Çocuk ve ailenin korunmasına yönelik olarak devlet, bir yandan aile kurumunun korunmasına yönelik ekonomik, sosyal, hukuki ve benzeri tedbirleri alırken, diğer yandan çocukların korunması ve kollanmasına yönelik olarak etkin bir çalışma düzeni kurmak zorundadır. Çocuk ve ailenin korunmasına yönelik olarak alınması gereken tedbirlerin aksatılması, bu görevde başarısız olunması, devletin kendi geleceğini tehlikeye atması anlamına gelecektir. 1982 Anayasasında yer alan düzenlemelerde, çocuk ve ailenin korunmasına yönelik olarak, ailenin korunması, çocukların şiddet ve istismarının önlenmesi görevi devletin anayasal görevleri arasında yer almıştır. Anayasa koyucu çocuk ve ailenin korunması görevini devletin temel görevi olarak kabul etmiştir. Bu görev kapsamında devlet, çocuk ve aile konusunda alınacak tedbirlerin belirlenmesine yönelik planlama çalışmalarını, alınacak tedbirlerin belirlenmesini, tedbirleri uygulayacak teşkilatın kurulmasını, uygun personel ve teçhizatla donatılmasını ve sağlıklı bir şekilde işletilmesini sağlamakla yükümlüdür.
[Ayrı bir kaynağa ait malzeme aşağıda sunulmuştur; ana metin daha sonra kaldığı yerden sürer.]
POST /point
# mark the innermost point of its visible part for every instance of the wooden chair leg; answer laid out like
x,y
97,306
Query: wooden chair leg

Ülkelerin nüfuslarında yaşanan azalma, genç nüfus oranının düşmesi, yaşlı nüfus oranın artması ve aile birliğinin dağılması, devletin varlığını tehdit eder hale gelmiştir. Demografik yapıda yaşanan olumsuz değişim, çocuk ve ailenin korunması konusunu daha önemli hale getirmektedir. Konunun öneminin artmasına paralel olarak, anayasa koyucu çocuk ve ailenin korunmasına yönelik tedbirler konusunda yeni düzenlemeler ve sorumluluklar getirmektedir.  Bu paralelde, 1982 Anayasasında 5982 Sayılı Kanunla gerçekleştirilen ve 12 Eylül 2010 tarihli halk oylamasıyla kabul edilen düzenlemeyle, çocuk ve ailenin korunması konusunda devletin sorumluluğu daha net bir şekilde vurgulanmış ve sorumluluğunun altı çizilmiştir.

I-12 EYLÜL 2010 DEĞİŞİKLİKLERİNDE ÇOCUĞUN KORUNMASI

1982 Anayasasında 5982 sayılı Kanunla gerçekleştirilen değişiklikler arasında, çocuk ve ailenin korunmasına ilişkin devlete yüklenen görevin belirginleştirilmesi ve vurgulanması bir tercih olarak ön plana çıkmaktadır. Bu noktada çocuk ve ailenin korunması konusunda alınacak tedbirlerde pozitif ayrımcılık yapılabileceği de değişiklik kapsamına alınmıştır.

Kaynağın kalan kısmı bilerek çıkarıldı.